想像したときに国立競技場でいいんだろうかという疑問がムラムラとわいてくるわけです。東京にホームチームがあるだろうかということです。サッカーがお好きな人は食いついてくる話かと思います。味の素スタジアムというのがあります。駒沢競技場、西が丘という競技場があります。いろいろありますが、どこの競技場にも都心のホームチームはありません。23区には残念ながらない。味の素スタジアムは東京ヴェルディとFC東京のホームスタジアムですが、それ以外のところにはないわけです。800万人が住む23区というマーケットの大きさからすればなくてはおかしい都市に、国立競技場ぐらいしかないという異常な状態をこだわりの中で何とかしたいなと日々、私は仕事をする片手間で思うわけです。
(図14) 
4万人以上のクラスと5000人のクラスと、いろいろあります。その中で都心で持つべきもののねらいを定めるとこんなレベルになるんじゃないでしょうかというのが次の事例です。1万5000人から2万人ぐらいまでの現在日本にある競技場を抜粋してみました。埼玉スタジアムは6万人、横浜も日産スタジアムが7万人、それ以外にこういう小規模なグラウンドを持っています。柏、昨日サントスに負けましたが、ここも持っています。鳥取というのは人口が20万人の県庁所在地の市ですが1万6000人。磐田はもっと少ない17万人の人口規模です。千葉は96万人、仙台は100万人の都市です。そうした都市でそれぞれ2万人を切るぐらいのスタジアムを持っていて、そのことが土地の人たちの誇りやブランド力につながっている。これは1つのまちづくりだと思います。
(図15)
どれぐらいのものが必要なのか。ぜひ覚えて帰っていってください。港区でやりたいというときはぜひ私にご相談いただければと思います。単体の競技だと厳しいと思います。サッカー単独ではなく、ラグビー、アメフトが常時できるフィールドをつくったらどうかと考えますと、長さはラグビーが一番長いということがわかりました。144メートルです。国際サッカー連盟のFIFA仕様は、105メートル×68メートルでいいんだそうです。
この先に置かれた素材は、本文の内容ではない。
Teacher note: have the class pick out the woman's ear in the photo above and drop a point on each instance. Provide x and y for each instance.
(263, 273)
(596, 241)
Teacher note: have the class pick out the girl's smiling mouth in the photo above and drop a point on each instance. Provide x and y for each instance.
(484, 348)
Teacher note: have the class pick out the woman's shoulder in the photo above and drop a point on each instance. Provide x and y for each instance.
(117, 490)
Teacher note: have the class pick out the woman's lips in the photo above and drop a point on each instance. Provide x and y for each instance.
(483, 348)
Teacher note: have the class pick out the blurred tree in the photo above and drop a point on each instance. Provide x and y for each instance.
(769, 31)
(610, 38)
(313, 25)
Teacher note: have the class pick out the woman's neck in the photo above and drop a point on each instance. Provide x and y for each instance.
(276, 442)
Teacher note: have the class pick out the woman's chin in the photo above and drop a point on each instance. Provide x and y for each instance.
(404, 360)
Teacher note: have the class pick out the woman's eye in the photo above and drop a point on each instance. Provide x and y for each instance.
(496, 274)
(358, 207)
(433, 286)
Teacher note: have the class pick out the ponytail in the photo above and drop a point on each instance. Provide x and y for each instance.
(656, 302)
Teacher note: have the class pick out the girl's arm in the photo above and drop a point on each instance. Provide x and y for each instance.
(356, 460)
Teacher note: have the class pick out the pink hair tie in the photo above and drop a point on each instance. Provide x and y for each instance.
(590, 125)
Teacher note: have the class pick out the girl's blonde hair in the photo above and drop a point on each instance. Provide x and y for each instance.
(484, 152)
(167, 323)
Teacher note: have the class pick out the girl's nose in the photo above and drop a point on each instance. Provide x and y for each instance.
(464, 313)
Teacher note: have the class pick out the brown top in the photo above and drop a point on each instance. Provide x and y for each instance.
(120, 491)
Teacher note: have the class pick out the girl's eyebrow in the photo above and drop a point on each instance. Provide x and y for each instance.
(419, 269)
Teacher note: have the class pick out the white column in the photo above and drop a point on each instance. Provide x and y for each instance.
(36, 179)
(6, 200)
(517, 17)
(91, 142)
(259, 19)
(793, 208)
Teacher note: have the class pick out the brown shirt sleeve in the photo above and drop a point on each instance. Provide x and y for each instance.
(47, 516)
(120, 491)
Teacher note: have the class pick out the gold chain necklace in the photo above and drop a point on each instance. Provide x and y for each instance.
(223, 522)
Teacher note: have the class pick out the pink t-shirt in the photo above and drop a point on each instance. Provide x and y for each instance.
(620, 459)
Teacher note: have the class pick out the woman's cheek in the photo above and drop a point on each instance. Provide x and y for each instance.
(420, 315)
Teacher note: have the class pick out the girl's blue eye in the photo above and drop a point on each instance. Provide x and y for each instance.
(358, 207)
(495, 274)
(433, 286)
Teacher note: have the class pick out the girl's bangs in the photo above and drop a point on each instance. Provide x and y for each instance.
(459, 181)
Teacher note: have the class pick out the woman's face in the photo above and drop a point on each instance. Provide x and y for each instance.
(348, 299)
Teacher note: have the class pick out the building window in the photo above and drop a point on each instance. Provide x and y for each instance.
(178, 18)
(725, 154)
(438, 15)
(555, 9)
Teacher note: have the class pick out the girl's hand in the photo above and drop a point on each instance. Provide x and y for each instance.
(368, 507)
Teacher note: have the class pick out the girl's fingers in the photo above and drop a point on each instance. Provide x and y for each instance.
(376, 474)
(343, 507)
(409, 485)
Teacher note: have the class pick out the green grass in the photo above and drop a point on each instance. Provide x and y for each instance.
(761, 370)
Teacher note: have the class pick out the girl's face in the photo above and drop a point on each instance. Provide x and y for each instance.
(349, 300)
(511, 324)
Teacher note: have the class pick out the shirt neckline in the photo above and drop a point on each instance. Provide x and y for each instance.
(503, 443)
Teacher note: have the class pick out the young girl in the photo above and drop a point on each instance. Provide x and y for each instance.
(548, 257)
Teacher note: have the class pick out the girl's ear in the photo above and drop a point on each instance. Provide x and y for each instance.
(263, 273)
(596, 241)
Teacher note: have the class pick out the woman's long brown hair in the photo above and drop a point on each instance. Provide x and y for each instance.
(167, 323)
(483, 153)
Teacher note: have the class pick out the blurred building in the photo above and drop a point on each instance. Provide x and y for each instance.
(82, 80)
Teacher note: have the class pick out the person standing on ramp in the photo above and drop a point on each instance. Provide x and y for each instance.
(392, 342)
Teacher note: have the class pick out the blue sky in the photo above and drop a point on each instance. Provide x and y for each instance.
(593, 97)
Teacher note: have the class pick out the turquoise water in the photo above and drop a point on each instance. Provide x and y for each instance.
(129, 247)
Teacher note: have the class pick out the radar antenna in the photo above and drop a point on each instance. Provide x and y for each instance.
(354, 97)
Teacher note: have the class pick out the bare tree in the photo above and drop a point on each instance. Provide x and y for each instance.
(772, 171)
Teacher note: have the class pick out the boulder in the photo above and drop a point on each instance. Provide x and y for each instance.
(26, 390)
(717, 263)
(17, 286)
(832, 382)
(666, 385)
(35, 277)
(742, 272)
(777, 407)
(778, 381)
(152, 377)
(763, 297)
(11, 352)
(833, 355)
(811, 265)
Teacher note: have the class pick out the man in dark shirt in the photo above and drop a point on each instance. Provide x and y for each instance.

ですから、ラグビー場があればクリアです。国際大会仕様で64メートルから75メートルという幅があるので、それはラグビーの70メートルとします。スタジアムというのはご存じのように、フィールドがあって、外側に遊びの外周のスペースがあります。これが5メートル。5メートル・5メートルで10メートルを足して、スタンドが20メートル、30メートル、そうやって足すと、長さが174メートル、幅が115メートルぐらいという試算が出ます。掛け算すると2万10平米。2ヘクタールです。2ヘクタールある土地がこういうことをやってみたいと思われたら、ぜひ一緒に仕事をしましょう。よろしくお願いします。今日はこれを言いたくてここに立っているようなものです。
(図16)
 さて、ネーミングライツが嫌いだという話をしました。いかがわしい制度や規則、政令に、私はなかなか乗る気になれません。車のメーカーで日産とトヨタというのがあります。これは今試合をやっているからすぐばれてしまう話かもしれませんが、愛知県の豊田市に豊田スタジアムというのがあります。まさにあのトヨタが、TOYOTAプレゼンツFIFAクラブワールドカップというのをやっている。今日はバルセロナ、中東のチームとやります。そのクラブカップのTOYOTAプレゼンツの試合を日産スタジアムでやる。ネーミングライツをやっていくとこういうことになっていきます。ネーミングライツというのは事ほどさように、整備した側にとっては有効な手段としてもてはやされるのですが、その実、例えば日産スタジアムというのは横浜国際総合競技場という立派な名前があります。味の素スタジアムも、武蔵野の森スタジアムという素晴らしい名前がありました。財団までつくって運営していました。それはどうなったのかなと思うわけです。 CCレモンホール、撤退しちゃいました。渋谷の駅前にある宮下公園、ナイキ宮下の「ナイキ」をとれという住民運動になって、ナイキは結局お金を払い続けながら宮下公園の看板で指定管理をやっています。
ネーミングライツというのは整備する側にとってはお金のメリットはあるんですが、その後の運営を考えて果たしてやっているのかというところは非常に疑問があります。余り飛びついてはいけない制度という体感は、いろいろな事象を見るにつけて、先ほどの構造改革特区と同じで、正しかったのではないかなと思う今日このごろです。